# Deals on SD DVR



## JSLayton (Jul 23, 2007)

My Series 2 TiVo from DirecTV just died (I think). It won't detect a satellite signal on Tuner 1. I swapped cables, problem stayed with Tuner 1. I just did a reset everything to see if that helps. That is all I know to do, unless some of you know anything else.

Anyways, what kind of deals are ya'll getting on R15's, or should I try and get the HR20 to replace it in-case I get an HDTV in my bedroom later on?


----------



## gizzorge (Jul 31, 2007)

Well, you can always log into your account online, click UPGRADE EQUIPMENT, and then enter the DVR4U2 code in teh special offers box at the bottom. That will get you a free R15.

I think if you get the HR20, you have to get the HD Access with it. There are deals to be had on HR20s. Go here:

http://www.dbstalk.com/showthread.php?t=62089

That has the steps to get the free + $19 shipping offer. You may have to pester, but you may get it for free... especially if you've been a customer a while with no contract.


----------



## paulman182 (Aug 4, 2006)

Gizzorge is right on the money with his advice.

I got two R-15s with the code and have gotten two free HR20s in the last year simply by calling and asking.

Don't be afraid to say "No" to a deal you don't like, and call back for a different CSR's offer.


----------



## bfncbs1 (Feb 8, 2007)

gizzorge said:


> Well, you can always log into your account online, click UPGRADE EQUIPMENT, and then enter the DVR4U2 code in teh special offers box at the bottom. That will get you a free R15.
> 
> I think if you get the HR20, you have to get the HD Access with it. There are deals to be had on HR20s. Go here:
> 
> ...


Trust me it works. I have used that code to add 2 DVR's at no cost. Didn't even pay shipping.


----------



## Milominderbinder2 (Oct 8, 2006)

Wait about 3 weeks and there will be about a million SD receivers on eBay... 

Why are you wanting to go backwards?

Here is the thread where people are still getting the deals for $99, $19, or less:

What the Deals are, and what are you being told by CSR?

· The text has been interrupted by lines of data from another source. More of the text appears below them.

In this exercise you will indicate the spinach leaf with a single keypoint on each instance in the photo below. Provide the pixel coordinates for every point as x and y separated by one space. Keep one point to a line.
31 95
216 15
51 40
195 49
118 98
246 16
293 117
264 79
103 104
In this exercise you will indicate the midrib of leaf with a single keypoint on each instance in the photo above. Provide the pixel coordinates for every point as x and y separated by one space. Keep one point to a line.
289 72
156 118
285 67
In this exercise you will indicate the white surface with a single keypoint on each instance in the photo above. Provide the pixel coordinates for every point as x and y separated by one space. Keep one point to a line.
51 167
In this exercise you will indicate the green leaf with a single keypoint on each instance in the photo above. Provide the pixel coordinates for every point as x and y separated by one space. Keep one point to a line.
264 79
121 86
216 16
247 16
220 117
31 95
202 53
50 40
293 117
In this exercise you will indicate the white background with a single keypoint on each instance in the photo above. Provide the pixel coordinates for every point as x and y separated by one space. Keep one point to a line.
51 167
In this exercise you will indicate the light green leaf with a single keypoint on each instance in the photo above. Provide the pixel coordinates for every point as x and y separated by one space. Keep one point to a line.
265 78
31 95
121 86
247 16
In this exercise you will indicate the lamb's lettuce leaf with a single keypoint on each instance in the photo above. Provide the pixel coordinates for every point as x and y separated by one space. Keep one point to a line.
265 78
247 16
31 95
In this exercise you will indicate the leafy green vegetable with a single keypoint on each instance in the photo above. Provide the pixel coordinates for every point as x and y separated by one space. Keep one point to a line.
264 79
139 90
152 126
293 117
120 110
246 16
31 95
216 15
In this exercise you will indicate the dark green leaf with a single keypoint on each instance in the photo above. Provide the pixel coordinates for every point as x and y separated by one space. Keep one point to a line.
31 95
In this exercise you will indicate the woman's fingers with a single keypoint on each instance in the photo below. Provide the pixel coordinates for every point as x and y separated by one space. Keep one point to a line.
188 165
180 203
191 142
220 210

Good luck! Make the call before the ads start for the new HD channels.

For now if you don't have an HDTV yet, here are...

*Top 10 Reasons To Use an HR20 With an Standard Definition (SD) TV* 
10. Same monthly mirroring/lease cost of $4.99 for an SD or HD receiver.
9. Media Share plays photos and music from your PC.
8. Start the 24 month commitment now to be able to upgrade in 24 months.
7. Be ready when you upgrade the TV to HD.
6. Not all HD channels are available in SD.
5. DIRECTV on Demand (Video on Demand)
4. SWM (Single Wire Mutliswitch) compatible
3. 200 hours SD storage capacity.
2. Get the HR20 for a really low price. (Reports from the front lines.)
1. The HD channels show the full letterbox the SD channels cut off.

Bonus reasons! 
Have the same user interface throughout your house.
ATSC OTA and OTA subchannels
eSATA drive option
HR20 CE program is the flagship program
Picture quality of an HD channel on an SD set is better that satellite SD.
Someday you know you will buy an HDTV and you will be ready. 
They are adding several premium channels to different packages but only in HD.

Note: 
1. You only pay the monthly HD fee once for your household so if you already have HD, you don't have to pay it again.

- Craig


----------



## Stuart Sweet (Jun 19, 2006)

If you are interested in an R15, I've seen them for $0 occasionally in Circuit City.


----------



## Stuart Sweet (Jun 19, 2006)

This thread is moving to the R15 forum for more advice from the experts.


----------



## JSLayton (Jul 23, 2007)

I just got a FREE R15 for the bedroom using that code. THANKS GUYS!!! Now, would it possible for them to just ship my box to me instead of me having to wait on someone to come out to install it?? I already have everything ready to go. Also, is there anything I should know about the R15 ahead of time, common problems, things to expect, etc?


----------



## Supramom2000 (Jun 21, 2007)

I am not an expert on D rules, but I don't think they ever just ship - and let the customer install. As far as things to expect, everyone's box seems to be a bit different, and there are 3 versions of the R-15. The best advice is to check here continuously and post any questions - you will get instantaneous help 

Also, use the search feature to look for already posted issues similar to any you might have.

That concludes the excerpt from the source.